Some Lodestar dashboard metrics are broken
nflaig opened this issue · 4 comments
Problem
Noticed some metrics are broken
likely since #1621 because it relabels the job label to use docker service name
eth-docker/prometheus/base-config.yml
Lines 30 to 31 in 64a933b
The problem is that dashboard uses job as a selector in some metrics, e.g. lodestar_version{job=~"$beacon_job|beacon"}
but the job is now called consensus
See job name in the ls prom config is still correct (as updated in #1140)
eth-docker/prometheus/rootless/ls-prom.yml
Lines 1 to 2 in 64a933b
Possible Solutions
Job name has to match beacon
or maybe a better solution is to just update the label selector when downloading the dashboard
eth-docker/grafana/provision.sh
Line 54 in 64a933b
An even better solution would be for the dashboard to use metrics and not filter on the job name at all. lodestar_version
should be returned from CL and VC I assume?
Another way to skin this may be: If the variable $beacon_job exists then what happens when it is set to consensus
?
It's still far cleaner to not use job
in Dashboards, as the job
could be anything. The only thing you know will be there are the metrics themselves, however the user chose to scrape them.
Another way to skin this may be: If the variable $beacon_job exists then what happens when it is set to consensus?
It's still far cleaner to not use job in Dashboards, as the job could be anything. The only thing you know will be there are the metrics themselves, however the user chose to scrape them.
I agree that it is not ideal to rely on job label, I added the variables a while ago (ChainSafe/lodestar#5211) to let a user set a custom value when importing the dashboard which works well but this is not supported during dashboard provisioning (grafana/grafana#10786).
An even better solution would be for the dashboard to use metrics and not filter on the job name at all. lodestar_version should be returned from CL and VC I assume?
Yes, we use the same metric name lodestar_version
in vc and bn, would have to check what was the reason for this becasue all other custom metrics on the validator client are prefixed with vc_
.
But this still does not solve the issue that we will need to differentiate based on some label as prometheus defines a set of standard process metrics which should be prefixed with process_
. Now, we could prefix those as well but I think the purpose of this is to make these metric work with a whole range of standardized dashboards that wanna collect these data points.

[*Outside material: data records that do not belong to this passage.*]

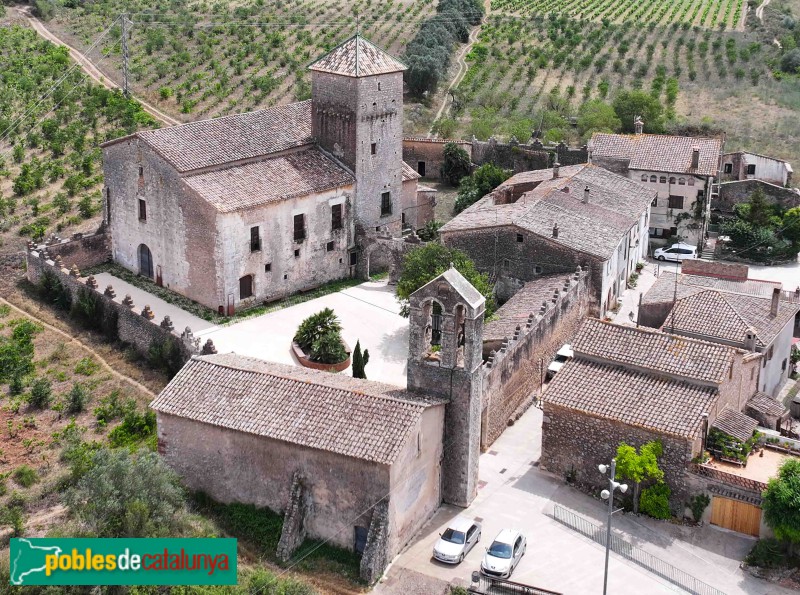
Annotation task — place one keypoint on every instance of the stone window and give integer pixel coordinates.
(336, 216)
(386, 203)
(246, 287)
(675, 202)
(255, 239)
(299, 228)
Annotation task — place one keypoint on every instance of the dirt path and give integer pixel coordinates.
(87, 66)
(462, 66)
(84, 346)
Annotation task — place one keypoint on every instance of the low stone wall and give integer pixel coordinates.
(135, 324)
(513, 375)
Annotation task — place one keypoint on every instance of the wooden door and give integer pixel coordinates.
(736, 515)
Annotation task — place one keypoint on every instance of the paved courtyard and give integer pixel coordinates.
(517, 495)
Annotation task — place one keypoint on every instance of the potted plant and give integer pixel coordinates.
(318, 342)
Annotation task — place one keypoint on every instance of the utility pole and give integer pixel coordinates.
(125, 54)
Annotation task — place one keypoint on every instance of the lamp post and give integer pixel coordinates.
(608, 494)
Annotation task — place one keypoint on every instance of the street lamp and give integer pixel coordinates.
(609, 495)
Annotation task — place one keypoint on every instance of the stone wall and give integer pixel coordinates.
(135, 324)
(513, 376)
(575, 443)
(736, 192)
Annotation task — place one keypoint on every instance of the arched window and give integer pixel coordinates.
(145, 261)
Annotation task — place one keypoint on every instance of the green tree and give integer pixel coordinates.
(781, 503)
(360, 361)
(596, 115)
(639, 466)
(457, 163)
(629, 104)
(427, 262)
(128, 494)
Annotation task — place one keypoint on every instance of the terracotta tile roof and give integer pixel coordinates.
(355, 418)
(652, 350)
(409, 173)
(659, 152)
(525, 302)
(215, 142)
(615, 205)
(766, 404)
(727, 316)
(638, 399)
(261, 182)
(735, 423)
(664, 287)
(357, 57)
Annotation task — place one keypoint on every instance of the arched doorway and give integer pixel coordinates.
(145, 261)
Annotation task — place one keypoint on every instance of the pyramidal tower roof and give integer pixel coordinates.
(357, 57)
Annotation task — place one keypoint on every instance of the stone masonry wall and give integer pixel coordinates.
(573, 442)
(134, 325)
(513, 375)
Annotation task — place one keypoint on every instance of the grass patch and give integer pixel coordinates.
(210, 315)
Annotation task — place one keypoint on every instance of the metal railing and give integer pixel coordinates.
(630, 552)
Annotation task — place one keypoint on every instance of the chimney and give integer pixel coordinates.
(776, 300)
(695, 157)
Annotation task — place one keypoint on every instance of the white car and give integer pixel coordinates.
(504, 554)
(563, 355)
(676, 252)
(457, 540)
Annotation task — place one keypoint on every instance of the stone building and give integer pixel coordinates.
(720, 304)
(256, 206)
(635, 385)
(551, 221)
(681, 170)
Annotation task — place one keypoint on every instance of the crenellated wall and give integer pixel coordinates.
(513, 374)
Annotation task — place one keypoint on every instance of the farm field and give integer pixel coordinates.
(201, 59)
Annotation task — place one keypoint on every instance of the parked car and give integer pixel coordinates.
(504, 554)
(676, 252)
(563, 355)
(457, 540)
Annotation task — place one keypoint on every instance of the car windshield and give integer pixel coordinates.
(500, 550)
(453, 536)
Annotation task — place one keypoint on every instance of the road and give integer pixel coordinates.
(88, 67)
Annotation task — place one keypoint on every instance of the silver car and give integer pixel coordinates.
(457, 540)
(504, 554)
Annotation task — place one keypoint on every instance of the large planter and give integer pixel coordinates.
(304, 360)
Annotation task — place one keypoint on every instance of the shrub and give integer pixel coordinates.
(127, 494)
(25, 476)
(41, 393)
(654, 501)
(77, 398)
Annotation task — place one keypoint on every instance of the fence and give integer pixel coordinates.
(487, 585)
(630, 552)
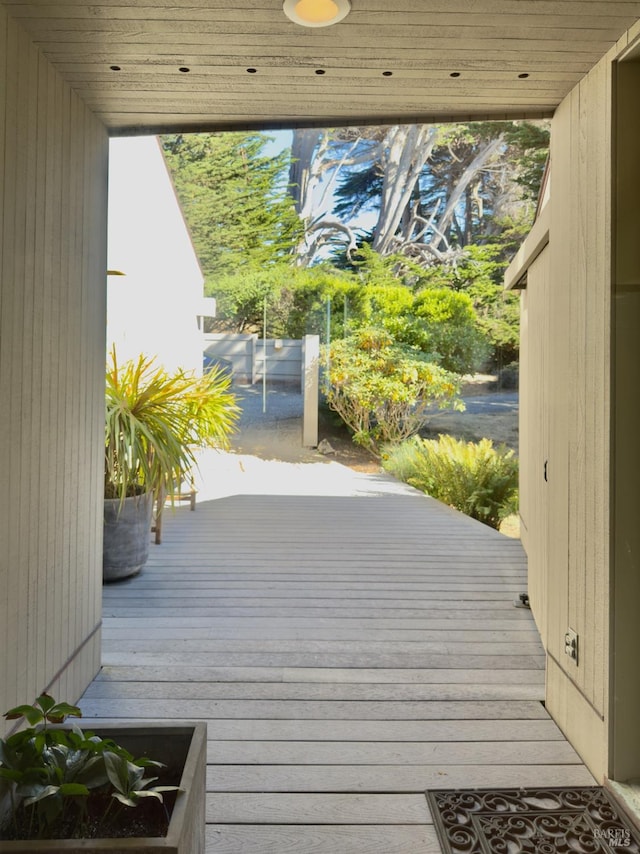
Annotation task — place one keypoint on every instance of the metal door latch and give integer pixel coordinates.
(571, 644)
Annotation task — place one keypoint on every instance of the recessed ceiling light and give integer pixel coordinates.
(316, 13)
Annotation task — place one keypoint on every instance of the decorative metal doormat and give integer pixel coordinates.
(582, 820)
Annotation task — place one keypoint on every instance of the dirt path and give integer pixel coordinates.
(277, 432)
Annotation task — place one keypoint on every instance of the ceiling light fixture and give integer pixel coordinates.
(316, 13)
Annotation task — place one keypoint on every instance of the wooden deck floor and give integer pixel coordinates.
(347, 653)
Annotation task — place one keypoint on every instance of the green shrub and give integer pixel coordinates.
(474, 477)
(382, 390)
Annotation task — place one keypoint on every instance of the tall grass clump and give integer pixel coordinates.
(474, 477)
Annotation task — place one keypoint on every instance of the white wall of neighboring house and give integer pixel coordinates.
(152, 308)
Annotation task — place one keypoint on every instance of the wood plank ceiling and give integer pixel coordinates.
(152, 65)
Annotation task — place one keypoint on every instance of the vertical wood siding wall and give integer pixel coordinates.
(53, 174)
(567, 399)
(534, 434)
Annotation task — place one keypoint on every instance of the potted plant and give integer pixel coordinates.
(67, 790)
(154, 423)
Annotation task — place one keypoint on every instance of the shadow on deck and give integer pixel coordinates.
(347, 652)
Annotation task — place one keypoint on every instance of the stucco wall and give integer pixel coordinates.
(53, 177)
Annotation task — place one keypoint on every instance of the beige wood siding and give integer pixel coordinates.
(53, 168)
(534, 434)
(566, 418)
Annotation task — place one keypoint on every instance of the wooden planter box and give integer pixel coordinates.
(182, 747)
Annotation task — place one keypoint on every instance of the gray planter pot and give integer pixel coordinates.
(127, 534)
(182, 747)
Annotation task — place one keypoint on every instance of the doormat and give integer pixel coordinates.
(582, 820)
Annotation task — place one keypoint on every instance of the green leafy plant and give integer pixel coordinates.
(156, 420)
(54, 777)
(474, 477)
(382, 390)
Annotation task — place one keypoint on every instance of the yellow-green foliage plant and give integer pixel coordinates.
(475, 477)
(155, 422)
(383, 390)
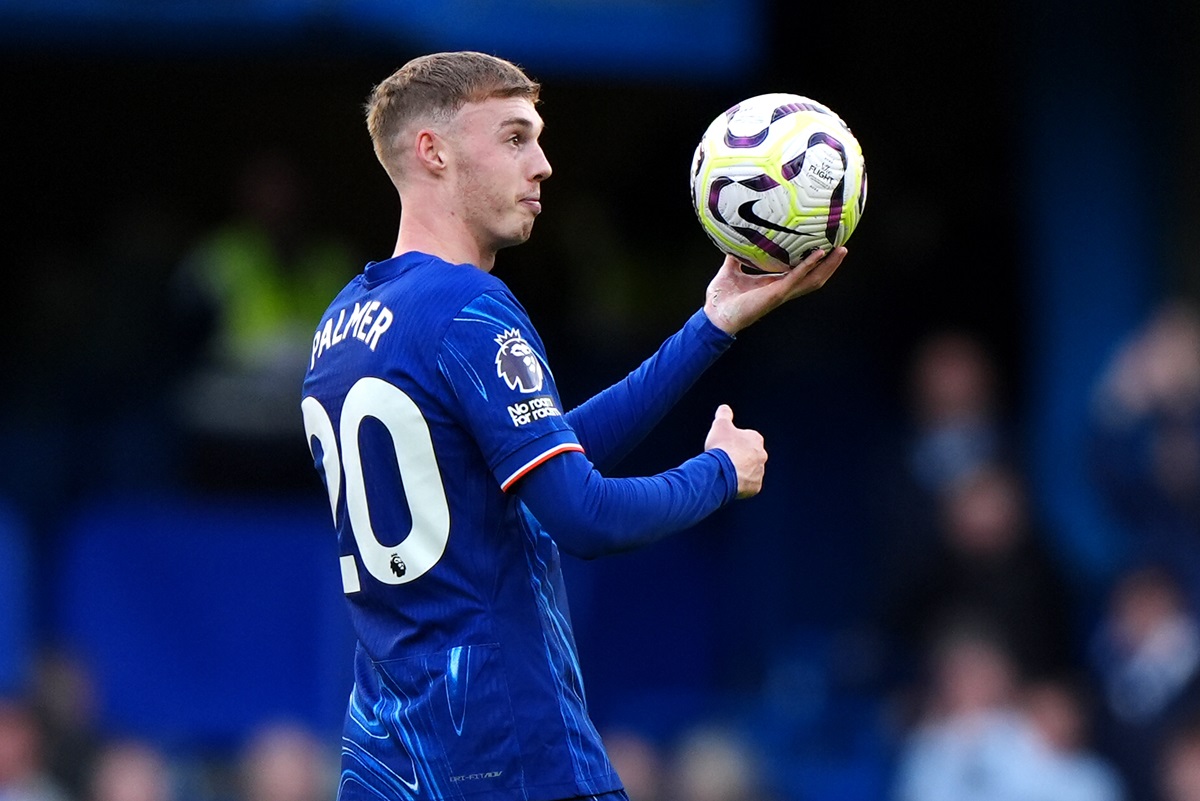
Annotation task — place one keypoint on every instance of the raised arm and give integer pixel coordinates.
(592, 516)
(612, 422)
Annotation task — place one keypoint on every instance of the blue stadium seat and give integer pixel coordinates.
(202, 619)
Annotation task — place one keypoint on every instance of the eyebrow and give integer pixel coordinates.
(519, 121)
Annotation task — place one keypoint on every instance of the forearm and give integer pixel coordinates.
(591, 516)
(612, 422)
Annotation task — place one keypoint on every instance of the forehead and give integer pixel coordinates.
(497, 113)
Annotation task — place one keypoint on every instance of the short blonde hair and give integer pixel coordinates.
(433, 88)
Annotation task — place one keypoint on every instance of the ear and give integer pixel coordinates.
(431, 151)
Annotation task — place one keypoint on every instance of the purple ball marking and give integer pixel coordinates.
(747, 142)
(760, 182)
(821, 137)
(714, 197)
(763, 244)
(835, 203)
(792, 168)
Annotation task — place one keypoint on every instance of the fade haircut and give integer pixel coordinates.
(432, 88)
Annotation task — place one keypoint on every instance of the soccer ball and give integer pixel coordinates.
(775, 178)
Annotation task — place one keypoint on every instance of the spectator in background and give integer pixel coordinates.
(713, 764)
(955, 427)
(639, 763)
(989, 568)
(1146, 440)
(957, 411)
(1069, 770)
(264, 276)
(283, 762)
(1146, 658)
(1179, 770)
(64, 697)
(130, 771)
(23, 775)
(979, 740)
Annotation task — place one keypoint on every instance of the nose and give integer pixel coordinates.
(541, 166)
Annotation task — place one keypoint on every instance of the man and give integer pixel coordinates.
(454, 476)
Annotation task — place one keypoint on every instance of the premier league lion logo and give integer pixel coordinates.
(517, 363)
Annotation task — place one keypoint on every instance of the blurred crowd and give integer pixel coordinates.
(989, 668)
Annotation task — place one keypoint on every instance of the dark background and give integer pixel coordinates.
(1032, 172)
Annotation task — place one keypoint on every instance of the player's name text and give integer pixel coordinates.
(366, 323)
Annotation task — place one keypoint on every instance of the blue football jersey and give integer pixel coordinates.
(427, 396)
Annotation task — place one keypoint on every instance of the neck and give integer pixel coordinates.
(435, 229)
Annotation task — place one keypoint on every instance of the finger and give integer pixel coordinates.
(828, 265)
(809, 262)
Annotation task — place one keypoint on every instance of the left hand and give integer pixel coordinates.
(735, 300)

I have a solution, but its brittle and will break when the Lodestar dashboard gets updated and the location of these variables in the array changes:
jq '.templating.list[3].query |= "consensus" | .templating.list[4].query |= "validator"'
I have a solution, but its brittle and will break when the Lodestar dashboard gets updated and the location of these variables in the array changes:
jq '.templating.list[3].query |= "consensus" | .templating.list[4].query |= "validator"'
Thanks for the fix, will keep that in mind